Facebook has approached academics and policy experts about forming a committee to advise it on global election-related matters, five people with knowledge of the discussions said, a move that would allow the social network to shift some of its political decision-making to a advisory body.
The proposed committee could decide on issues such as the viability of political advertisements and what to do about election-related misinformation, the people said, speaking on condition of anonymity because the discussions were confidential. Facebook is expected to announce the committee this fall in preparation for the 2022 midterm elections, they said, though the effort is tentative and could still fall apart.
Outsourcing election matters to a panel of experts could help Facebook evade criticism of political group bias, two of the people said. The company has been criticized in recent years by conservatives, who accused Facebook of suppressing their vote, as well as by civil rights groups and Democrats for allowing political misinformation to fester and spread online. Facebook CEO Mark Zuckerberg doesn’t want to be seen as the sole decision maker about political content, two people said.
Facebook declined to comment.
If an election commission is formed, it would mimic the move Facebook took in 2018 when it created the so-called Oversight Board, a collection of journalistic, legal and policy experts who assess whether the company was right to remove certain posts from its platforms. Facebook has pushed a number of substantive decisions to the Oversight Board for review, allowing it to demonstrate that it doesn’t make decisions alone.
Facebook, which has positioned the Oversight Board as independent, appointed and paid the people on the panel through a trust.
The Oversight Board’s most notable decision was its review of Facebook’s suspension of former President Donald J. Trump after the storming of the US Capitol on January 6. At the time, Facebook chose to indefinitely ban Mr Trump’s account, a punishment the Board of Trustees later deemed “inappropriate” because the time frame was not based on the company’s rules. The board asked Facebook to try again.

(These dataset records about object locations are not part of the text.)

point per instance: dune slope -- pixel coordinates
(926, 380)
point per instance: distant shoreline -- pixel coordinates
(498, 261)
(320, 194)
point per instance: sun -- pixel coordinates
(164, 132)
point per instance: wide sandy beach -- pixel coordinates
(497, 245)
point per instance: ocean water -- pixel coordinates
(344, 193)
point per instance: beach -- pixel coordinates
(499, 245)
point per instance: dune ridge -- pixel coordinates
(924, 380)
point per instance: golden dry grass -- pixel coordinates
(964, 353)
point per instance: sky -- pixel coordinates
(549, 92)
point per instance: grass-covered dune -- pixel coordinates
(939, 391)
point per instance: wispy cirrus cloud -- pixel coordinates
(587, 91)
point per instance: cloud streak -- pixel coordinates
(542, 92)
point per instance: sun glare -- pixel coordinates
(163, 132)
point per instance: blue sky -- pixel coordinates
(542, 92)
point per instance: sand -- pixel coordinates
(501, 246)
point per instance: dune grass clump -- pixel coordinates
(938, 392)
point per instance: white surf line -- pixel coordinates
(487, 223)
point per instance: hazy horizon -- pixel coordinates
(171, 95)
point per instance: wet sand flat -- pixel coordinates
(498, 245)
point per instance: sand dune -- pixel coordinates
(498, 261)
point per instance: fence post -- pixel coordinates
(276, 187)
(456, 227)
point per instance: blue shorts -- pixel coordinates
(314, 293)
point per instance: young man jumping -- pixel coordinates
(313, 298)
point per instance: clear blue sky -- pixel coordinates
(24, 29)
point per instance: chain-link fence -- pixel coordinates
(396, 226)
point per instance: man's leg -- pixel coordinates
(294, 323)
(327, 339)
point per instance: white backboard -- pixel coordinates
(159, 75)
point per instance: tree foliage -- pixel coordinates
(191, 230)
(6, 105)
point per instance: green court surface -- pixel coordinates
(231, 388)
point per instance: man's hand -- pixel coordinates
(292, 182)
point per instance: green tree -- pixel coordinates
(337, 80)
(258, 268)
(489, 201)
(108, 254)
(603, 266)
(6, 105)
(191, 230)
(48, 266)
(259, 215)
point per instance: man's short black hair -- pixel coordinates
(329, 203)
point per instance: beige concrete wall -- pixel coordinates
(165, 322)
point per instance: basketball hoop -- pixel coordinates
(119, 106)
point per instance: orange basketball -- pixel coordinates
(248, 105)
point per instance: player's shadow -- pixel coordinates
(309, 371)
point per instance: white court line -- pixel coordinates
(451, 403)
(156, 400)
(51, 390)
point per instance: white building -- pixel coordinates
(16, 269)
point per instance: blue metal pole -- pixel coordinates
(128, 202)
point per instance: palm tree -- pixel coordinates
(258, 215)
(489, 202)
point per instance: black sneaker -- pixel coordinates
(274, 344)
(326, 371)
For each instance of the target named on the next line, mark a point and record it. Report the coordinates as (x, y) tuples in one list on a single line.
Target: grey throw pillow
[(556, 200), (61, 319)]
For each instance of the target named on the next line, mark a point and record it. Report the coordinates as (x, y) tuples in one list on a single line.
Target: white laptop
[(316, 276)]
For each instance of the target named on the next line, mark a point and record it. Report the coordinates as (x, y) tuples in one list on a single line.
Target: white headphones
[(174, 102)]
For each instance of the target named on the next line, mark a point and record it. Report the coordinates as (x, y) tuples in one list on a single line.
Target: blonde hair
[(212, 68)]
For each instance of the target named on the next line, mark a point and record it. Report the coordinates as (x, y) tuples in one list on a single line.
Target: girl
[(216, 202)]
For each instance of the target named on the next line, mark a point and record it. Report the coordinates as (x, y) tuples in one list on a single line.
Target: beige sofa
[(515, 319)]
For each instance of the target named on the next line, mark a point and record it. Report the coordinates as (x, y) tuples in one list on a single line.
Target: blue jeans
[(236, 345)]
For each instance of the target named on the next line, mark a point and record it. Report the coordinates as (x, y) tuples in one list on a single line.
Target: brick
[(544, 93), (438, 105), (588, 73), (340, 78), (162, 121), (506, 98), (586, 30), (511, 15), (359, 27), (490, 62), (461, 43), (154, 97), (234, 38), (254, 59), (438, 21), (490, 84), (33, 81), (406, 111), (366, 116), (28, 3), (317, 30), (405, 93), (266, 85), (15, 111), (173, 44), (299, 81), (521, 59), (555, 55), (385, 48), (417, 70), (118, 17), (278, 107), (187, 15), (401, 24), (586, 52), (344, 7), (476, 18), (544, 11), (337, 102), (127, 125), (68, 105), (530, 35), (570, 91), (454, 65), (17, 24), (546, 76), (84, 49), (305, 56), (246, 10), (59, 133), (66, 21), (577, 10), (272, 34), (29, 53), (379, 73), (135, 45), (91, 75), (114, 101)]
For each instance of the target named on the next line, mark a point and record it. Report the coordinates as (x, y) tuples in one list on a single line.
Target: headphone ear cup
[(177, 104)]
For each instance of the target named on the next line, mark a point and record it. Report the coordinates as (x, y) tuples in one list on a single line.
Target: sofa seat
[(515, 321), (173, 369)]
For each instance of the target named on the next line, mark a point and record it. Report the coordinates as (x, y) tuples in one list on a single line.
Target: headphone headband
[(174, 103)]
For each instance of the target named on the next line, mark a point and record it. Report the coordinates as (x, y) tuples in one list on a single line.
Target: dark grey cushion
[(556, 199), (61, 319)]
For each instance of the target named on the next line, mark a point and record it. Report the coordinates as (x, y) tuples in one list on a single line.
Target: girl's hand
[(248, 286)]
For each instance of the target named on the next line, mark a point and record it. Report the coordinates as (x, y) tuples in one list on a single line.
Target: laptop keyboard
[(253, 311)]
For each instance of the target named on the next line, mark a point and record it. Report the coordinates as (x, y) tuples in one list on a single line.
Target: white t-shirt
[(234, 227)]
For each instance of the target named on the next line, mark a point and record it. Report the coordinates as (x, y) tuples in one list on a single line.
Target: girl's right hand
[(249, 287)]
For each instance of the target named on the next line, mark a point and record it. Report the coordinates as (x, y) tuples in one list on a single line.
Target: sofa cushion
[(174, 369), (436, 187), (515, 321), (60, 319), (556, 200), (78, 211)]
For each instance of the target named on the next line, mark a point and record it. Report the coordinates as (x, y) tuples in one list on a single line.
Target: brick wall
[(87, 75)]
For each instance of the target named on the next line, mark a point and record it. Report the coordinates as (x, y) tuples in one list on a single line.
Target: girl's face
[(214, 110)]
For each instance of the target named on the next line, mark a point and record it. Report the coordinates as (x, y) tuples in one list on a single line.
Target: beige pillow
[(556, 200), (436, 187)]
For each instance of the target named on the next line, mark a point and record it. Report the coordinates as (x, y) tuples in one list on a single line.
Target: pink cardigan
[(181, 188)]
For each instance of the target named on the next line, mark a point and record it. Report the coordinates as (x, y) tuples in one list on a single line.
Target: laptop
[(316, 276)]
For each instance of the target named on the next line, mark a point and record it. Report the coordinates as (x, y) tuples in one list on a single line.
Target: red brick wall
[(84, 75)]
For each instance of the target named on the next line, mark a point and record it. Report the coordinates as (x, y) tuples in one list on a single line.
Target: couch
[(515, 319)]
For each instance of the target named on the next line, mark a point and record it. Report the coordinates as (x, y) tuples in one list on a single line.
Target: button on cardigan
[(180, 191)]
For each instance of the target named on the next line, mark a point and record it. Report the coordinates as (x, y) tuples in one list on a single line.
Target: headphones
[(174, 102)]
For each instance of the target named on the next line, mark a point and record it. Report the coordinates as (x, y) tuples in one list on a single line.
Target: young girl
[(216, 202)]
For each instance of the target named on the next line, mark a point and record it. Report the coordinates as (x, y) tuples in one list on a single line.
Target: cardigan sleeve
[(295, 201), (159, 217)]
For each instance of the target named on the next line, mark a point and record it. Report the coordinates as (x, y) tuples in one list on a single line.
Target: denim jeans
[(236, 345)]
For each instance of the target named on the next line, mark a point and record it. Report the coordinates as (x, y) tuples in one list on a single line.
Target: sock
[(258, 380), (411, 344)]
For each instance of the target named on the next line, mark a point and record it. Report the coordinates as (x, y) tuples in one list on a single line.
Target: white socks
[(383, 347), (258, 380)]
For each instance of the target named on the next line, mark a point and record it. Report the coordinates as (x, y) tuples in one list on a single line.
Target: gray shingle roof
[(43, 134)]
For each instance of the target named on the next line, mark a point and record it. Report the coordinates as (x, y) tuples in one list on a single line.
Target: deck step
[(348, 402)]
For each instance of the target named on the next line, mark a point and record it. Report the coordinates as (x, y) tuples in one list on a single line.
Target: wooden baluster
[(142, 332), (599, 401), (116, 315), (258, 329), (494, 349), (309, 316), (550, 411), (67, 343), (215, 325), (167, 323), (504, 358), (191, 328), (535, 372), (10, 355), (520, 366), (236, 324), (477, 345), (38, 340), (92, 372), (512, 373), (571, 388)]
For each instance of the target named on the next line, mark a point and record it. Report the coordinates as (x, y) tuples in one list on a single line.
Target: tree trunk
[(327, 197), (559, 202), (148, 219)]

In June, Facebook responded by saying it would ban Mr Trump from the platform for at least two years. The Oversight Board has separately weighed in on more than a dozen other content issues it calls “highly emblematic” of broader themes that Facebook regularly grapples with, including whether certain Covid-related posts should stay on the network and hate speech issues in Myanmar.
A spokesperson for the Supervisory Board declined to comment.
Facebook has a spotty track record on election-related issues, dating back to Russia’s manipulation of the platform’s ads and posts during the 2016 presidential election.
Lawmakers and buyers of political ads also criticized Facebook for changing its rules on political ads ahead of the 2020 presidential election. Last year, the company said it would ban the purchase of new political ads the week before the election, and later decided to ban all political ads. Temporarily ban US political ads after polls closed on election day, sparking an outcry among candidates and advertising agencies.
The company struggles to deal with lies and hate speech surrounding elections. During his last year in office, Mr. Trump used Facebook to suggest he would use state violence against protesters in Minneapolis ahead of the 2020 election, while sowing doubts about the electoral process when the votes were counted in November. Facebook initially said that what political leaders posted was newsworthy and should not be touched, before it later changed course.
The social network has also encountered issues in elections elsewhere, including the spread of targeted misinformation through its WhatsApp messaging service during the 2018 Brazilian presidential election. In 2019, Facebook removed hundreds of deceptive pages and accounts associated with political parties in India ahead of the country’s national elections.
Facebook has tried several methods to deal with the criticism. It has set up a library of political ads to increase transparency around buyers of those promotions. It has also set up war rooms to monitor the elections for disinformation to prevent interference.
In the coming year, there will be several elections in countries such as Hungary, Germany, Brazil and the Philippines where Facebook’s performance will be scrutinized. Disinformation about voter fraud has already started to spread in the run-up to the German elections in September. In the Philippines, Facebook has removed networks of fake accounts that support President Rodrigo Duterte, who used the social network in 2016 to gain power.
“There is already a perception that Facebook, an American social media company, is going in through its platform and tilting other countries’ elections,” said Nathaniel Persily, a law professor at Stanford University. “All the decisions Facebook makes have global implications.”
Internal discussions about an election commission date from at least a few months ago, according to three people with expertise.
An election commission would differ from the board of trustees in one important way, the people said. While the Oversight Board waits for Facebook to delete a post or account and then reviews that action, the Election Commission would proactively provide advice without the company calling before, they said.
Tatenda Musapatike, who previously worked on elections at Facebook and now runs a voter registration nonprofit, said many have lost faith in the company’s ability to work with political campaigns. But the election commission’s proposal was “a good step,” she said, because “they’re doing something and they’re not saying we can handle it alone.”